Selon certaines sources, les grandes entreprises technologiques ont été épargnées par la révision des règles de l'UE en matière de numérique information fournie par Reuters 08/01/2026 à 20:27
((Traduction automatisée par Reuters à l'aide de l'apprentissage automatique et de l'IA générative, veuillez vous référer à l'avertissement suivant: https://bit.ly/rtrsauto)) par Foo Yun Chee
Google GOOGL.O , filiale d'Alphabet, Meta Platforms META.O , Netflix NFLX.O , Microsoft
MSFT.O et Amazon AMZN.O ne feront pas l'objet d'une réglementation trop stricte dans le cadre de la refonte des règles numériques en Europe, malgré les appels des entreprises de télécommunications, ont déclaré jeudi des personnes ayant une connaissance directe de la question.
La série de nouvelles règles adoptées ces dernières années par la Commission européenne dans le domaine de la technologie a suscité des critiques de la part des États-Unis, qui estiment qu'elles visent les géants américains de la technologie. L'UE a catégoriquement rejeté ces allégations.
Le 20 janvier, Henna Virkkunen, responsable de la politique technologique de l'UE, présentera le projet de révision des règles, connu sous le nom de "Digital Networks Act" (loi sur les réseaux numériques), qui vise à stimuler la compétitivité de l'Europe et les investissements dans les infrastructures de télécommunications.
Elle devra en régler les détails avec les pays de l'UE et le Parlement européen dans les mois à venir, avant que la loi sur les réseaux numériques n'entre en vigueur.
Les géants de la technologie ne seront soumis qu'à un cadre volontaire plutôt qu'à des règles contraignantes auxquelles les fournisseurs de télécommunications doivent se conformer, selon ces personnes.
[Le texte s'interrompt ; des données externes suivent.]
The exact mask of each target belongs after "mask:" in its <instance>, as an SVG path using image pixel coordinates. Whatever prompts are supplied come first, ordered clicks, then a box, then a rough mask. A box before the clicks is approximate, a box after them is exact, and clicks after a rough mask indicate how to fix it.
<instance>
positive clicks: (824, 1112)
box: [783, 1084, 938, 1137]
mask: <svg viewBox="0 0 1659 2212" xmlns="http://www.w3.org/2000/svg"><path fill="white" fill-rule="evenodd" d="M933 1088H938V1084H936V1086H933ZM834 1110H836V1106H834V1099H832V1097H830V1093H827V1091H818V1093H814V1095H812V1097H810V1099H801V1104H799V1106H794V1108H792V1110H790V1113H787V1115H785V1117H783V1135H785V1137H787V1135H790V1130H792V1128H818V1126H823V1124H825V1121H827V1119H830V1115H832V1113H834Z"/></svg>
"Il leur sera demandé de coopérer et de discuter volontairement, sous la houlette de l'ORECE, le groupe des régulateurs des télécommunications de l'UE. Il n'y aura pas de nouvelles obligations. Il s'agira d'un régime de meilleures pratiques", a déclaré l'une de ces personnes.
Dans le cadre du projet d'ADN, la Commission définira également la durée de l'octroi des licences d'utilisation du spectre, les conditions de vente du spectre et une méthodologie de tarification pour guider les régulateurs nationaux lors des ventes aux enchères du spectre, qui peuvent rapporter des milliards d'euros aux gouvernements, ont déclaré les personnes.
Si l'objectif est d'harmoniser l'attribution des fréquences dans l'Union européenne à 27 pays et de réduire la charge réglementaire pour les entreprises de télécommunications, certains régulateurs nationaux pourraient y voir une prise de pouvoir.
L'ADN permettra également aux gouvernements de repousser l'échéance de 2030 pour le remplacement des réseaux en cuivre par des infrastructures en fibre optique s'ils peuvent prouver qu'ils ne sont pas prêts, selon ces personnes.